This volume makes publicly available for the first time a collection of past opinions of Commonwealth Attorneys-General, and also some opinions of the Attorney-General's Department. The period covered is from the establishment of the Federal Commonwealth on 1 January 1901 to just before the outbreak of the First World War in August 1914.
The publication of these opinions is not a mere exercise in history or archival research, important though those matters be. Many of the opinions are of continuing legal relevance and value.
Of course, earlier opinions may be subsequently developed or modified, or even overruled. Also, they have to be read in the context of the whole developing legal system, including judicial decisions that may directly affect the rulings they contain. These are salutary and chastening thoughts for any Government legal adviser, but to bring them to mind in no way detracts from the vital role the Attorney-General, and the Solicitor-General and the Attorney-General's Department, perform in a Parliamentary democracy operating under the rule of law. It is their responsibility to act as the legal adviser to the Government and to Government Departments and agencies. The matters dealt with, to mention only a few, include questions of constitutional, international and administrative law, as well as all legal questions arising under Commonwealth legislation.
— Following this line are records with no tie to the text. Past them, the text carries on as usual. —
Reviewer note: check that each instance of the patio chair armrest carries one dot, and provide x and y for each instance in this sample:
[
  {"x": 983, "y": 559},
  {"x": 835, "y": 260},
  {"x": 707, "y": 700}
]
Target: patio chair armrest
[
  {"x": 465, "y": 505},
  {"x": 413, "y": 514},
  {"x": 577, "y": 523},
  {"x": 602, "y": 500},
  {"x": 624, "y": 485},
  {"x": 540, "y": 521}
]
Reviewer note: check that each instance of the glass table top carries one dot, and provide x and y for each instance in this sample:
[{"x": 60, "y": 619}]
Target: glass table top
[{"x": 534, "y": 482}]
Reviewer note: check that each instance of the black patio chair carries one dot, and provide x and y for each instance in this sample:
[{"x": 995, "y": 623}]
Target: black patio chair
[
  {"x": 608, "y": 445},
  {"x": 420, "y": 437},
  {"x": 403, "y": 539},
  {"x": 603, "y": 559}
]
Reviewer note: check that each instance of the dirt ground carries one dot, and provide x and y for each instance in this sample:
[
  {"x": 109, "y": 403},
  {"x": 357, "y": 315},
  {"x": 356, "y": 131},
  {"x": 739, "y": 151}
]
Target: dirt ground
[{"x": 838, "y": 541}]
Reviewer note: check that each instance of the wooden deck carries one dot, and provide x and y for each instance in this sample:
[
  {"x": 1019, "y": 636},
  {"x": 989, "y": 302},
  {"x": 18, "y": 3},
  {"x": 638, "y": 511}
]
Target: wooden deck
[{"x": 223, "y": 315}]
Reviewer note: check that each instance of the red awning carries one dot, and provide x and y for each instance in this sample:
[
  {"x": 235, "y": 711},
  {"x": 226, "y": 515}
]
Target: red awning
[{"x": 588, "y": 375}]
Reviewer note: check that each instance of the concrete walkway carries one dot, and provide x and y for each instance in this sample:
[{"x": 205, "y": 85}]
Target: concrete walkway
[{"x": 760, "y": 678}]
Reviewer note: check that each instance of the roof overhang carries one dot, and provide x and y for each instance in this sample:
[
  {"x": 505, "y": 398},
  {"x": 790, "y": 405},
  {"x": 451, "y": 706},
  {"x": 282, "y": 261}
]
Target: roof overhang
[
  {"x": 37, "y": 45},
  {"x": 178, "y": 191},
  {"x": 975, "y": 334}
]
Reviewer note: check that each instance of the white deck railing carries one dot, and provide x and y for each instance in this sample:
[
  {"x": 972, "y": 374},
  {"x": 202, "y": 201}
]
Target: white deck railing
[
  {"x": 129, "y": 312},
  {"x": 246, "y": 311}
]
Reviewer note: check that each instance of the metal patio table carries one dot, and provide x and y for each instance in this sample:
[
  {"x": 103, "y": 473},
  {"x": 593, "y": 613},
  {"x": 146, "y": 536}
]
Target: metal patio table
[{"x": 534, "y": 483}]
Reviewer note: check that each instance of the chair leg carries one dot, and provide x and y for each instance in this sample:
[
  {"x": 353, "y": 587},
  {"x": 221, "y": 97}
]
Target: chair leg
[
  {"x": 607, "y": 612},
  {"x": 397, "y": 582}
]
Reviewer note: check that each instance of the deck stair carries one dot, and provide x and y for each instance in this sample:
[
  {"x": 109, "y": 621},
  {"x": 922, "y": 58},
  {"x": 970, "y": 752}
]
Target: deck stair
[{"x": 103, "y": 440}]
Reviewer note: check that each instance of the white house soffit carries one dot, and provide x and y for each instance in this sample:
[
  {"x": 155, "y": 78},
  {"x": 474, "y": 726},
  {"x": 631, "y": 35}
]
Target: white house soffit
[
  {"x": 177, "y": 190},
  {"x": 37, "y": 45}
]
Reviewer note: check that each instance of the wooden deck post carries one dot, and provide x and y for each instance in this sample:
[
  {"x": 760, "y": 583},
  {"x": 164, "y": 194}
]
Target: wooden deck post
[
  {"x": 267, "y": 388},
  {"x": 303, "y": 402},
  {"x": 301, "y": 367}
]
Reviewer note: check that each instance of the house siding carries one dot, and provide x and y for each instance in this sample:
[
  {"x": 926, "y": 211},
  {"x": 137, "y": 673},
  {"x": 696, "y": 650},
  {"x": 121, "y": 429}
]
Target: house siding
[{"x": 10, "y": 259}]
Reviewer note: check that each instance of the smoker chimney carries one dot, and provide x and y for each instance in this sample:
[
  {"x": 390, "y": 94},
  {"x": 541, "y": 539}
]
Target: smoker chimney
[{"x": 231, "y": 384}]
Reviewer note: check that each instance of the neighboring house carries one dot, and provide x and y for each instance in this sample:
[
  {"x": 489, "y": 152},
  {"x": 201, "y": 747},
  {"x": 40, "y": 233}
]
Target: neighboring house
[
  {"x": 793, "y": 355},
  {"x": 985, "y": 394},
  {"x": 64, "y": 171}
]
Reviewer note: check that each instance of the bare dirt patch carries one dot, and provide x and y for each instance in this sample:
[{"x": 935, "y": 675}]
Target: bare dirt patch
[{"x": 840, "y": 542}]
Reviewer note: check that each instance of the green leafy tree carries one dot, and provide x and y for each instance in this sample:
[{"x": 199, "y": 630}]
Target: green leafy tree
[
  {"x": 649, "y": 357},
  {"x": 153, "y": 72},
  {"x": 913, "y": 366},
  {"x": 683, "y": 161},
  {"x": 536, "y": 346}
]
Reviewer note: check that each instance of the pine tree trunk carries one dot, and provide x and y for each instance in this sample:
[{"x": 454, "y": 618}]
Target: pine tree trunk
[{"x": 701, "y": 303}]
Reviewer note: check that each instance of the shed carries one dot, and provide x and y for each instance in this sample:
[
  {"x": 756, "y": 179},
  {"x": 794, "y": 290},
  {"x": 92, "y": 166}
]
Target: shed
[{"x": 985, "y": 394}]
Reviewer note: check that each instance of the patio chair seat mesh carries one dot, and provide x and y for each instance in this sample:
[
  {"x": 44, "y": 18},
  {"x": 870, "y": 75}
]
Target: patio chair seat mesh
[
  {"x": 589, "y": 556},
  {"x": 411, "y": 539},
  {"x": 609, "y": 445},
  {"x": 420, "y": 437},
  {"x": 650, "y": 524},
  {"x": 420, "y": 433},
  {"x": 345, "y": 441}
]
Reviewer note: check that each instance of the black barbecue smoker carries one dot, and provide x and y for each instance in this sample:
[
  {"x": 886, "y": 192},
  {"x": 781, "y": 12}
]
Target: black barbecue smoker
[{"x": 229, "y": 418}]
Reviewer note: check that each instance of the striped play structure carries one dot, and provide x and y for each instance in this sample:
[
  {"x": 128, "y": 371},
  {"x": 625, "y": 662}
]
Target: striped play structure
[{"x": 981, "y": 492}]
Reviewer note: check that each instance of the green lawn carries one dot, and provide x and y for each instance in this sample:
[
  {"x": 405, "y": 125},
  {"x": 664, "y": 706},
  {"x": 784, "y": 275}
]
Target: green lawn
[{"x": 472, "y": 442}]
One cannot peruse the opinions without feeling a strong sense of history and nationhood. They throw light on the early years of the Australian nation—a critical and formative period in our legal and political development.
A report prepared early in 1903 by Robert Garran, the first Secretary to the Attorney-General's Department, at the request of the first Attorney-General, Alfred Deakin, had this to say on the role of the opinions:
The Federal relation involves a most intricate apportionment of constitutional powers and duties between the Commonwealth and State Governments; and in the administration of the Federal Departments, no less than in the drafting of legislative measures, questions of the utmost nicety and importance, of a kind which have never before had to be dealt with in the separate colonies, will continually arise ... A vast mass of American and Canadian authorities bear upon these questions, but the Constitution of the Commonwealth is so different, in principle and details, from the Constitution of the United States, or of the Dominion of Canada, that a code of interpretation for the Australian Constitution must inevitably arise. It is the province of the Attorney-General's Department to advise all the Departments on questions of this kind, and to lay down the lines of a sound and consistent interpretation of Federal rights, responsibilities, and duties.
In many ways, this role is as critical today as it was in those formative years. We today can understand, perhaps better than intervening generations of Australians, the sense of challenge and development that underlies these words.
I welcome the initiatives that have made this volume possible, and compliment the officers of my Department for the work they have done in bringing about its publication.